Today, majestic steel ships sail across the sea and ocean. But there was a time when the hulls of ships were made exclusively of wood. Not every tree was suitable for building a sailing ship. Ship timber was in special demand among shipbuilders, and the most stringent requirements were imposed on the trunks that were used for the manufacture of masts.
What is a ship forest
During the heyday of sailing shipbuilding, ships were almost entirely made of wood. For this purpose, the so-called timber was used, to which strict requirements were imposed on weight, strength, trunk shape and elasticity. The hardest part was finding the right tree for the sailboat's mast, as it must be able to withstand the severe loads that occur in strong winds.
Traditionally, oak, teak, larch and pine were used to make the main parts of the sailboat hull. These types of wood were best suited for the structure of the ship's frame, her skin and deck deck. For the manufacture of masts, a special ship pine was most often selected, which was distinguished by a straight trunk and sufficient girth. Other types of wood were used for the interior equipment and finishing of ships, which required less material: spruce, ash, valuable mahogany, acacia.
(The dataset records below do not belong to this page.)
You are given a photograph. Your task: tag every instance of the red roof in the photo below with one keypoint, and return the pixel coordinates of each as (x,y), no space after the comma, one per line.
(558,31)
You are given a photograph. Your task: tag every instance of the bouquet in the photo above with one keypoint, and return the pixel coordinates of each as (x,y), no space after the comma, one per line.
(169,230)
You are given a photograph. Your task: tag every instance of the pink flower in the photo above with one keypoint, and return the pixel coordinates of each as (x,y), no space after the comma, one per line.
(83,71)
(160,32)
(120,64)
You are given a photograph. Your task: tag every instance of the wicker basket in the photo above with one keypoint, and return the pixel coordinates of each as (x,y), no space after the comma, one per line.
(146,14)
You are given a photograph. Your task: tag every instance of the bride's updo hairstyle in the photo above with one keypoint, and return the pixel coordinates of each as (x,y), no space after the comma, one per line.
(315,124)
In a number of states, where shipbuilding was one of the leading sectors of the economy, there were protected plantations and whole tracts of forest, which was intended exclusively for the construction of ships. In Russia, the very concept of "ship forest" was introduced by Tsar Peter, who in the early years of the 18th century, by his decree, established ship groves, which were deciduous and coniferous. Here, under the control of the state, especially high-quality species of pine, larch and oak grew. Conventional felling in the ship's forests was strictly prohibited.
In the construction of ships, several types of ship pine were most often used. These include the yellow pine, which mostly grows in central Russia. Its elastic, strong and strong wood was used for the construction of above-deck structural elements, including masts, topmills and yards.
Red pine, typical of the northern regions, with its dry wood, was used for cladding, and also went to the deck flooring. White pine usually grows in wetlands. It was of the worst quality, and therefore was used for those parts that did not require exceptional strength and did not carry a serious load.
The ideal ship pine has a straight, tall, thick and very strong trunk, on which there are practically no flaws. The height of the tree can be different, but the tallest trees were used to make the masts, the trunks of which rose several tens of meters.
Ship pine wood is usually moderately resinous, with a hard core. To reach this state, the tree must grow for several decades in favorable conditions. The best specimens of ship pine reached an age of one hundred years, had up to 40 m in height and up to half a meter in diameter.